Die Deutsche Theatertechnische Gesellschaft prüft und zertifiziert deutschlandweit die Lüftung von öffentlichen Theatern, Kinos, Opern- und Konzerthäusern mit fester Bestuhlung. Wie gestaltet sich das Prüfverfahren? Und welche Kriterien müssen für die erfolgreiche Zertifizierung erfüllt sein?
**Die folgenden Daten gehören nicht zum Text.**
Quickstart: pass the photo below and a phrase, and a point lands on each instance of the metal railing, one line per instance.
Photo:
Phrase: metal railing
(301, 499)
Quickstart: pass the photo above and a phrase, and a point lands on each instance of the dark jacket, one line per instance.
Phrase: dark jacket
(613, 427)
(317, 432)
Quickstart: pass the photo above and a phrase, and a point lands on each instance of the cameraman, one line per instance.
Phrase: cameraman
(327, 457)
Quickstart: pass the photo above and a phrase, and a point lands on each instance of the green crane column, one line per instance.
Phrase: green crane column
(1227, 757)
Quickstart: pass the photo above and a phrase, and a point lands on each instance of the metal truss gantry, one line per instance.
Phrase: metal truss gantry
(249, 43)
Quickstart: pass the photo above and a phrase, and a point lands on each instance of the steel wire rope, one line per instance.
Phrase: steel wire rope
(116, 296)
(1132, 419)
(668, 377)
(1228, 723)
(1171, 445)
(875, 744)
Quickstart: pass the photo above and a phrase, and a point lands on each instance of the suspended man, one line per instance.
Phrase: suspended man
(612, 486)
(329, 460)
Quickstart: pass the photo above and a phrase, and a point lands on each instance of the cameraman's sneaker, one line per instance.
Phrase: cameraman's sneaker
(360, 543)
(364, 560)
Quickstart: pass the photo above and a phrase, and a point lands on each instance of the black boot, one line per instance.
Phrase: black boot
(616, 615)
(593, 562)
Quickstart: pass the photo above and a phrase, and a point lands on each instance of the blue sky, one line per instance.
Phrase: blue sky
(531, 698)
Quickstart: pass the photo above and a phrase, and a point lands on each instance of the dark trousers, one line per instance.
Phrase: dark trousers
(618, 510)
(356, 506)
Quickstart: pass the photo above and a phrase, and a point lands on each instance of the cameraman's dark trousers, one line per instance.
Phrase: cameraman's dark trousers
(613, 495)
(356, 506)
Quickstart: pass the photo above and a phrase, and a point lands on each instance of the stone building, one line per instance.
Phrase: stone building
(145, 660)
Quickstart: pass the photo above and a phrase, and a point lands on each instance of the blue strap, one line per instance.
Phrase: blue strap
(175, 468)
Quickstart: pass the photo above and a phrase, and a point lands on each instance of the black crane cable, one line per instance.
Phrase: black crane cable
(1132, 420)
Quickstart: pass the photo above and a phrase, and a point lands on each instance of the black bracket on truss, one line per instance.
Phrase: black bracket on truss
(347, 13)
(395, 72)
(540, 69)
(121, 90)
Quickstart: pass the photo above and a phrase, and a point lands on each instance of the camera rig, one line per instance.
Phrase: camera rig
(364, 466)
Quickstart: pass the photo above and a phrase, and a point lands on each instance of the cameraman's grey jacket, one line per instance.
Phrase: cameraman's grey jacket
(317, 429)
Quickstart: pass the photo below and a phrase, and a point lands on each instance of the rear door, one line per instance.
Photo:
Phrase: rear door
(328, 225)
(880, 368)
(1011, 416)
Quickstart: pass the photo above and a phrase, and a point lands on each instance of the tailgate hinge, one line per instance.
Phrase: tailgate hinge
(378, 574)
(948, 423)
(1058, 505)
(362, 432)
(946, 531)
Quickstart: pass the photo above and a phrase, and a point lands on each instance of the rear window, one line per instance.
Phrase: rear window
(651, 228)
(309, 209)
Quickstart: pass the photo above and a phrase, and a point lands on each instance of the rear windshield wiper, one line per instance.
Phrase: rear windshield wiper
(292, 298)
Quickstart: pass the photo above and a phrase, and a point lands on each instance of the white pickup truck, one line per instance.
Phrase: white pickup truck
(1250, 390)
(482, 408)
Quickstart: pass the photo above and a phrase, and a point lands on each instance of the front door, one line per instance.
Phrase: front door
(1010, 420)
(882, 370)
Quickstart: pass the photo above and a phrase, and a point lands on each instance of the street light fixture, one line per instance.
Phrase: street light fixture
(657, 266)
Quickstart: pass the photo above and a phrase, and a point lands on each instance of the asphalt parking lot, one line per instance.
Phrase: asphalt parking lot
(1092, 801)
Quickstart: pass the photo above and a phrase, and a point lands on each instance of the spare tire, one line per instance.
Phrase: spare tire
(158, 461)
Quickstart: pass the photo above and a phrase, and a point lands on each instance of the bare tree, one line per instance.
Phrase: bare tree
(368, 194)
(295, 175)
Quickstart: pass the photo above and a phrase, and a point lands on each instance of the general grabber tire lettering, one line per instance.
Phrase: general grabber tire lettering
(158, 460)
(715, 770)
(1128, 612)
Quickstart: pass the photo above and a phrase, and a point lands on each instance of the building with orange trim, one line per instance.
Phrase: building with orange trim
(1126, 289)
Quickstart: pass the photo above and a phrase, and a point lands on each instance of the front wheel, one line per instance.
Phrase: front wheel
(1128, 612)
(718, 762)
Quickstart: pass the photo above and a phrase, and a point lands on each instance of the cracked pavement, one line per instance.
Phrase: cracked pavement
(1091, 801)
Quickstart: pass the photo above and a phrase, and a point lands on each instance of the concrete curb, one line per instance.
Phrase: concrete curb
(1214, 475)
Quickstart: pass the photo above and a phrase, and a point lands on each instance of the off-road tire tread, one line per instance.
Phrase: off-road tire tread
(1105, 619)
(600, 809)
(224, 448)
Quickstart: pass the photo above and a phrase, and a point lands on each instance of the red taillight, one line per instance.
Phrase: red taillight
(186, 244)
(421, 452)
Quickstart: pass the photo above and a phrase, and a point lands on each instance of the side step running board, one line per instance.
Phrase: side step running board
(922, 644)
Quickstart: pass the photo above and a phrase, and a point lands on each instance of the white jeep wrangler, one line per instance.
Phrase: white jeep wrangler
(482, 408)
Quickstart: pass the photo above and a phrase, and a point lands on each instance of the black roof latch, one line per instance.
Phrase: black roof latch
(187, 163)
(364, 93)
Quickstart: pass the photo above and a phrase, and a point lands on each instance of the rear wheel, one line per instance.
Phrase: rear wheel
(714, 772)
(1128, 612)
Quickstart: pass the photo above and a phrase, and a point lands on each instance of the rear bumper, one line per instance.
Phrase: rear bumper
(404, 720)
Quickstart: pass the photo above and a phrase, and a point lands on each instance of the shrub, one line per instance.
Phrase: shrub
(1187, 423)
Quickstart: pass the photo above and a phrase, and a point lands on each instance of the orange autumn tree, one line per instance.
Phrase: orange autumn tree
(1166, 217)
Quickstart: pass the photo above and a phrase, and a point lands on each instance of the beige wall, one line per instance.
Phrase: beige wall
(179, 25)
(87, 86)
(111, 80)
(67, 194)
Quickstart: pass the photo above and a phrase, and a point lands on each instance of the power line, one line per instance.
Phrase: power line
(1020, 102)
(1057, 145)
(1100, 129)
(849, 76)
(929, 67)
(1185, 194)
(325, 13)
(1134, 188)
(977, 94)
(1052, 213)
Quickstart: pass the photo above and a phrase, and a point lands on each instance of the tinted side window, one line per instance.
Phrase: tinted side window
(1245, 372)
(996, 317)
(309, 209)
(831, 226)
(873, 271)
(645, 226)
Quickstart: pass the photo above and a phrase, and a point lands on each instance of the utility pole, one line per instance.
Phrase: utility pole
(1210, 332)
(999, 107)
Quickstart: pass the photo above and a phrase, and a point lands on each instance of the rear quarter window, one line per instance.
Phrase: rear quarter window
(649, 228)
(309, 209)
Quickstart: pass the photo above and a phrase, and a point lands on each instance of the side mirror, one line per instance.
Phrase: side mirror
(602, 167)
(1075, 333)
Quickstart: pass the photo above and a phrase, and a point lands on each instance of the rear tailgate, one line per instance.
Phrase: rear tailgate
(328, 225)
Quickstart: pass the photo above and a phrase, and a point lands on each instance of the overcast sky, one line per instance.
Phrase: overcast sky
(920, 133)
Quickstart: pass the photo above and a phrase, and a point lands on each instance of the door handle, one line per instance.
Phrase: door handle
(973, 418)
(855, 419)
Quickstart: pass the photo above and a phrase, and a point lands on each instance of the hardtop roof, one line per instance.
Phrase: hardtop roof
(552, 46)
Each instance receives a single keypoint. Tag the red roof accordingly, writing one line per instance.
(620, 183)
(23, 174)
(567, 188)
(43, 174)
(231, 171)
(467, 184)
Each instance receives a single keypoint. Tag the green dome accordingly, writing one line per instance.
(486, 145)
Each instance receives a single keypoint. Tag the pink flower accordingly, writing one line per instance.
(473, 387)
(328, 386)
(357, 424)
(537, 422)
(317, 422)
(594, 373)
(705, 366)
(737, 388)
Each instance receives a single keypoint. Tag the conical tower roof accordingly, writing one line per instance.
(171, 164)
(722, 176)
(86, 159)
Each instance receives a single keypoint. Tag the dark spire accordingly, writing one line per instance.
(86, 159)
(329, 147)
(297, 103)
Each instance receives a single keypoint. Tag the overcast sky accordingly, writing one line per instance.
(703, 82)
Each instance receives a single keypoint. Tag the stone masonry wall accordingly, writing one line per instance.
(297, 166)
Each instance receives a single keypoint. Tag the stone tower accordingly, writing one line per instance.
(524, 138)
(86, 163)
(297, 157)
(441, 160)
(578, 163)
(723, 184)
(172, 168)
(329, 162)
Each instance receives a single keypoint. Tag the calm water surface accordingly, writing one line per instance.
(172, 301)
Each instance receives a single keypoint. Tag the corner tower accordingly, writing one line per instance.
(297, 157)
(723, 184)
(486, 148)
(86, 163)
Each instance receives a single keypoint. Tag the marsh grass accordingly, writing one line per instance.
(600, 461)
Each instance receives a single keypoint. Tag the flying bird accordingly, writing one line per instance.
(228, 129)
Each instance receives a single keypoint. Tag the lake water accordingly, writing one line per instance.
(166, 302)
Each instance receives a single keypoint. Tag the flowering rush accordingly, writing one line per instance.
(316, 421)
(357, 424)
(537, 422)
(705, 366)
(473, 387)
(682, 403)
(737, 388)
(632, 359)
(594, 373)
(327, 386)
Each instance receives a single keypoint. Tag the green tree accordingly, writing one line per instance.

Prüfung und Antragstellung sind denkbar einfach, für Menschen aus der Haustechnik in jedem Fall kein Problem. In einem Online-Formular werden Richtwerte der Anlage abgefragt. Die findet man gewöhnlich am Bedientableau angezeigt. Wer das nicht auf Anhieb hinbekommt, kann bei einer örtlichen Lüftungsfirma um Hilfe bitten, die benötigen dafür zehn Minuten. Meist gibt es ohnehin Wartungsverträge. Da kennt man die Leute und kann sich Hilfe holen. Eine gut gepflegte Anlage erfüllt die Kriterien, auch wenn sie schon älter ist. Wir werden in unseren Gutachten aber vermerken, ob bei diesen ein energetischer Austausch bestimmter Komponenten oder eine Neuanlage in den nächsten Jahren geplant werden sollte. Wichtig sind: die vorgeschriebenen Prüfungen der Bauteile, regelmäßige Filterwechsel usw. Die Antragstellung ist dann wirklich nur ein Mausklick – wir übernehmen alle Daten direkt digital aus der Vorlage.

Welche Bedeutung kommt dem Zertifikat zu? Und wer kann es erhalten?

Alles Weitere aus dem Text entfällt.